An OS analysis of the study, carried out as planned at 72% (N = 574) of events, demonstrated a clinically meaningful and statistically significant survival benefit of Lonsurf plus BSC compared to placebo plus BSC (hazard ratio: 0.68; 95% confidence interval [CI] [0.58 to 0.81]; p < 0.0001) and a median OS of 7.1 months vs 5.3 months, respectively; with 1-year survival rates of 26.6% and 17.6%, respectively.

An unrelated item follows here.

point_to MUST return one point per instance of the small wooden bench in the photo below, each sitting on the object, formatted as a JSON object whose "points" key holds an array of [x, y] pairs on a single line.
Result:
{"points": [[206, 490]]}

PFS was significantly improved in patients receiving Lonsurf plus BSC (hazard ratio: 0.48; 95% CI [0.41 to 0.57]; p < 0.0001 (see Table 7, Figure 1 and Figure 2).
Table 7 – Efficacy results from the Phase III (RECOURSE) clinical study in patients with metastatic colorectal cancer
Lonsurf plus BSC (N=534) | Placebo plus BSC (N=266) | |
Overall survival | ||
Number of deaths, N (%) | 364 (68.2) | 210 (78.9) |
Median OS (months)a [95% CI]b | 7.1 [6.5, 7.8] | 5.3 [4.6, 6.0] |
Hazard ratio [95% CI] | 0.68 [0.58, 0.81] | |
P-valuec | < 0.0001 (1-sided and 2-sided) | |
Progression-Free Survival | ||
Number of progression or death, N (%) | 472 (88.4) | 251 (94.4) |
Median PFS (months)a [95% CI]b | 2.0 [1.9, 2.1] | 1.7 [1.7, 1.8] |
Hazard ratio [95% CI] | 0.48 [0.41, 0.57] | |
P-valuec | <0.0001 (1-sided and 2-sided) |
a Kaplan-Meier estimates
b Methodology of Brookmeyer and Crowley
c Stratified log-rank test (strata: KRAS status, time since diagnosis of first metastasis, region)
Figure 1– Kaplan-Meier curves of overall survival in patients with metastatic colorectal cancer
Figure 2 – Kaplan-Meier curves of progression-free survival in patients with metastatic colorectal cancer
An updated OS analysis, carried out at 89% (N = 712) of events, confirmed the clinically meaningful and statistically significant survival benefit of Lonsurf plus BSC compared to placebo plus BSC (hazard ratio: 0.69; 95% CI [0.59 to 0.81]; p < 0.0001) and a median OS of 7.2 months vs 5.2 months; with 1-year survival rates of 27.1% and 16.6%, respectively.
The OS and PFS benefit was observed consistently, in all relevant pre-specified subgroups, including race, geographic region, age (< 65; > 65), sex, ECOG PS, KRAS status, time since diagnosis of first metastasis, number of metastatic sites, and primary tumour site. The Lonsurf survival benefit was maintained after adjusting for all significant prognostic factors, namely, time since diagnosis of first metastasis, ECOG PS and number of metastatic sites (hazard ratio: 0.69; 95% CI [0.58 to 0.81]).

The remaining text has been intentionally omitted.